Durante el verano de 1583 Galileo regresó a Florencia
con su familia y Vincenzo le animó a leer a Galeno
para ampliar sus estudios médicos. Sin embargo Galileo,
aún reacio a estudiar medicina, invitó a Ricci
(quien también estaba en Florencia donde la corte
de la Toscana pasaba el verano y el otoño) a su casa
para hablar con su padre. Ricci intentó persuadir
a Vincenzo de que permitiera a su hijo estudiar matemáticas
ya que esto era lo que le interesaba. Ciertamente a Vincenzo
no le gustó la idea y se resistió con fuerza
pero con el tiempo cedió un poco y Galileo pudo estudiar
las obras de Euclides
y Arquímedes a partir de las traducciones al italiano
que había hecho Tartaglia. Por supuesto todavía
seguía matriculado como estudiante de medicina en
Pisa, pero con el tiempo, alrededor de 1585, abandonó
esta carrera y lo dejó sin completar su graduación.
Galileo comenzó a
enseñar matemáticas, primero de forma privada
en Florencia y después durante 1585-86 en Siena donde
consiguió un nombramiento público. Durante
el verano de 1586 enseñó en Vallombrosa, y
en este año escribió su primer libro científico
La Balancitta (La pequeña balanza) que describía
el método de Arquímedes para hallar las gravedades
específicas (es decir, las densidades relativas)
de las sustancias usando una balanza. En el año siguiente
viajó a Roma para visitar a Clavius que era allí
profesor de matemáticas en el Colegio Jesuita Romano.
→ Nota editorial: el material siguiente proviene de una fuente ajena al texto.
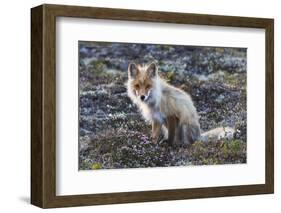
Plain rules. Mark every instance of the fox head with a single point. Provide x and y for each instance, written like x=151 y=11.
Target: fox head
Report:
x=142 y=80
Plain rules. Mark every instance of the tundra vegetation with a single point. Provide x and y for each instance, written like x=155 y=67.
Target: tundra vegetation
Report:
x=112 y=132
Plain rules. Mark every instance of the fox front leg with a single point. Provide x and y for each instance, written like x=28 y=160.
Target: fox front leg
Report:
x=156 y=130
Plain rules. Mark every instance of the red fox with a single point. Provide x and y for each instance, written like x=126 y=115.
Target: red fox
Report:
x=170 y=110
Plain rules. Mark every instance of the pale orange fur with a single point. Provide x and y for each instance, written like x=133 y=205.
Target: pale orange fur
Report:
x=168 y=108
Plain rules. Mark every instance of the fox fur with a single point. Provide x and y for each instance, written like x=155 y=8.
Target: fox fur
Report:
x=170 y=110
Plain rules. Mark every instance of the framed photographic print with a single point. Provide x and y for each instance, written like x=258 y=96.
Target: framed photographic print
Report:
x=136 y=106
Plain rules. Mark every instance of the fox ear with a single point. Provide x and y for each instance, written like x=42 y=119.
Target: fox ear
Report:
x=132 y=70
x=152 y=70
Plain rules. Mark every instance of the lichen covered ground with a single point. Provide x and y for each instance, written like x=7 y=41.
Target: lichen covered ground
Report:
x=114 y=135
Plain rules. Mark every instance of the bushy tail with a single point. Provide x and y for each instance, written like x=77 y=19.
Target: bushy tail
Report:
x=218 y=134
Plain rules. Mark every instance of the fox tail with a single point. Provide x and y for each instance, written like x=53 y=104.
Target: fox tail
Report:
x=218 y=134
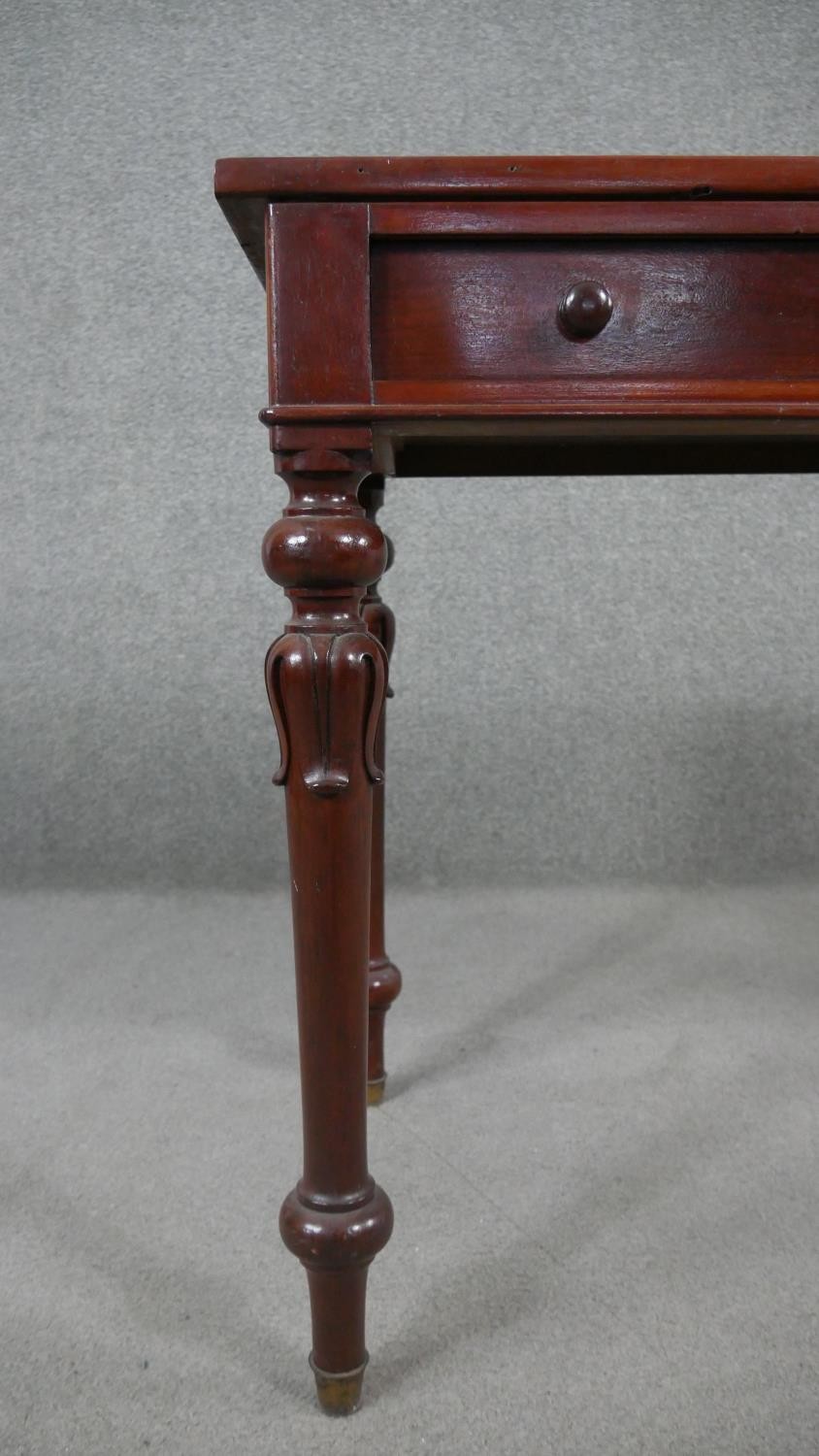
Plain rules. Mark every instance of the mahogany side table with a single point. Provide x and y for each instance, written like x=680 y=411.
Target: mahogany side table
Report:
x=449 y=316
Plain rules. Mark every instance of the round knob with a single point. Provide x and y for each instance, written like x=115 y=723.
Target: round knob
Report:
x=585 y=309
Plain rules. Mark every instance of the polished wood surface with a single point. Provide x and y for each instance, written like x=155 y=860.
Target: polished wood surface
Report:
x=452 y=316
x=679 y=311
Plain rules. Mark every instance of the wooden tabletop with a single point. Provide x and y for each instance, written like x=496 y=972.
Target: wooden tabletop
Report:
x=245 y=185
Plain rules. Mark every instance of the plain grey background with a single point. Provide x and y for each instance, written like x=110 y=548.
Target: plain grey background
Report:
x=594 y=678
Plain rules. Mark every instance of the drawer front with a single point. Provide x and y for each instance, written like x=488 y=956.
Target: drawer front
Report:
x=691 y=309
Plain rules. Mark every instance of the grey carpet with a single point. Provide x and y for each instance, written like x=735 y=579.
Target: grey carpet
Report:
x=601 y=1146
x=646 y=652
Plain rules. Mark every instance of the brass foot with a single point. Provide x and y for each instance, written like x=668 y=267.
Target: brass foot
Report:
x=340 y=1394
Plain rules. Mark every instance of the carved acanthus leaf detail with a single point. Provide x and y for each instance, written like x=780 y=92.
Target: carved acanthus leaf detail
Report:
x=334 y=683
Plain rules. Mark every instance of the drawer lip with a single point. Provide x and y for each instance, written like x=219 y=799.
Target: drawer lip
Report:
x=606 y=218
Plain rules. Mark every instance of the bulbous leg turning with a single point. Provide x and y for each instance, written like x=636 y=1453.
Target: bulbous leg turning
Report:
x=326 y=681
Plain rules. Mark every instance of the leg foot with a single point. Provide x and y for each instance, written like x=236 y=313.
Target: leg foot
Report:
x=338 y=1394
x=326 y=680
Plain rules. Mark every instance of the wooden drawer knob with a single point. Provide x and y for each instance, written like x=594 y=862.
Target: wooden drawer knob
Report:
x=585 y=309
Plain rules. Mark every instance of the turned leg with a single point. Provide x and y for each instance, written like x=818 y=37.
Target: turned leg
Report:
x=384 y=976
x=326 y=680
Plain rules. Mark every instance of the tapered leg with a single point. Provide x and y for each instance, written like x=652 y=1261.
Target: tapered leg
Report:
x=326 y=680
x=384 y=976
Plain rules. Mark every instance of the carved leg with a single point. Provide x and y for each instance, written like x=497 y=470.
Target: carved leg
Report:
x=326 y=681
x=384 y=976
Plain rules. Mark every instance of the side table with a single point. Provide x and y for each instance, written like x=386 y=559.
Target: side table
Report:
x=449 y=316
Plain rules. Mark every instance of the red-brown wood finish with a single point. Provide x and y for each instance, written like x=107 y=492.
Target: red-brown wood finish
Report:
x=384 y=976
x=326 y=680
x=463 y=316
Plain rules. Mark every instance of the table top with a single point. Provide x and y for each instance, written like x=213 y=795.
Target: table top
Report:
x=245 y=185
x=422 y=300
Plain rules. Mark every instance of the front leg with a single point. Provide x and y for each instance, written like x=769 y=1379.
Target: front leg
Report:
x=384 y=976
x=326 y=680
Un tema muy popular con los matemáticos jesuitas
por esa época eran los centros de gravedad y Galileo
aportó algunos resultados que había descubierto
sobre el tema. A pesar de causar una impresión muy
favorable en Clavius, Galileo no consiguió ganar
un nombramiento para enseñar matemáticas en
la universidad de Bolonia.
Después de abandonar
Roma, Galileo permaneció en contacto con Clavius
por correspondencia y también Guidobaldo del Monte
fue un asiduo interlocutor en sus cartas. Ciertamente los
teoremas que Galileo había probado sobre los centros
de gravedad de los sólidos, y dejado en Roma, fueron
discutidos en su correspondencia. Es probable también
que Galileo recibiera apuntes de los cursos que se impartían
en el Collegio Romano, ya que hizo copias de ese material
que aún sobreviven hoy día. La correspondencia
comenzó alrededor de 1588 y continuó durante
muchos años. También en 1588 Galileo recibió
una prestigiosa invitación para dar una conferencia
sobre las dimensiones y localización del infierno
en el Inferno de Dante en la Academia de Florencia.
Fantoni abandonó
la cátedra de matemáticas en la Universidad
de Pisa en 1589 y Galileo fue nombrado para cubrir el puesto
(aunque éste era sólo un puesto nominal para
cubrir las necesidades financieras de Galileo). No sólo
recibió fuertes recomendaciones de Clavius, sino
que también adquirió una excelente reputación
por sus conferencias en la Academia de Florencia en el año
anterior. El joven matemático había adquirido
rápidamente la reputación que era necesaria
para ganar esa posición, pero había posiciones
todavía más altas a las que podía aspirar.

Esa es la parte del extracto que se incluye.